6 Signs of Frozen Shoulder

Frozen shoulder is scientifically known as adhesive capsulitis. This type of diagnosis limits a person’s range of motion. Inflammation and swelling of the joint happen when tissues become thick. When this happens there’s limited space so the shoulder cannot rotate the way it should. The condition is more abundant in people age 40 to 60. It is also found in women more than men. It is a condition that gradually continues to worsen over time and can sometimes resolve on its own. There are many reasons why frozen shoulder occurs. One reason is joint inflammation. Another is having a weak immune system. Other reasons include being diabetic or having an imbalanced hormonal system. Many times after surgery this will occur if the patient does not do much activity afterward as well.

There are many ways that frozen shoulder’s treated. If signs of this problem occur than an appointment with the doctor’s recommended. The first step is a full examination from the doctor. If needed then they may send the patient for more tests. Sometimes an MRI’s ordered and at other times they will want an x-ray. These are to rule out other problems such as rotator cuff tears or arthritis. After a person’s diagnosed with frozen shoulder then they will begin treatment. This can include physical therapy, medication and sometimes even surgery. The most common thing prescribed is physical therapy. There are also anti-inflammatory medications that can help. These will help with not only the pain but the swelling as well.

1. Ache

An ache is a painful feeling in a certain part of the body. In this instance, it would be in the shoulder area. When a frozen shoulder develops there are three stages that occur in the process. The first is where most people experience pain in the shoulder. This is the stage that’s called the freezing or painful stage. The ache becomes more and more consistent, getting worse over time. It can make moving the arm, shoulder or body more difficult and painful. This stage of frozen shoulder can last anywhere from six weeks to nine months.

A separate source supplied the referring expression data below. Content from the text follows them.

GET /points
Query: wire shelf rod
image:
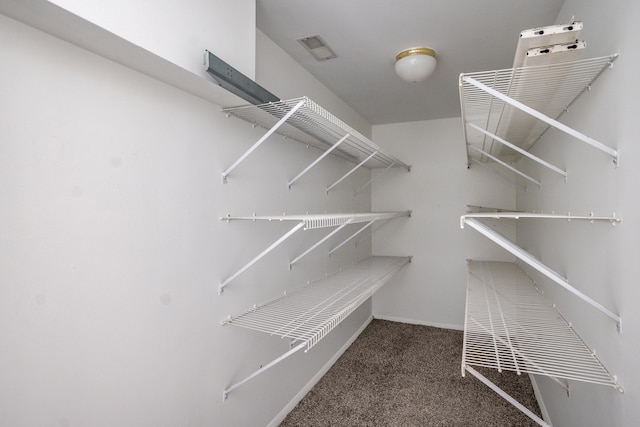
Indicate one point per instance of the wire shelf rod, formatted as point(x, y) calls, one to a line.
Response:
point(310, 312)
point(506, 165)
point(355, 168)
point(226, 173)
point(259, 256)
point(308, 222)
point(378, 175)
point(350, 237)
point(542, 340)
point(515, 183)
point(549, 89)
point(542, 268)
point(613, 219)
point(324, 239)
point(315, 162)
point(552, 122)
point(314, 126)
point(519, 150)
point(225, 393)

It is often considered the hardest stage to endure in the process. Many that have experienced frozen shoulder state that the pain improves with exercises. These exercises aim to stretch the muscle. The more the muscle’s used, the less likely to have frozen shoulder develop. During the second stage the feeling that occurs often diminishes. In the third stage which is often called thawing. During this stage, the ache may return. This is the longest stage of the diagnosis. All three stages can range from six months to three years total. The pain can become more intense over time as well.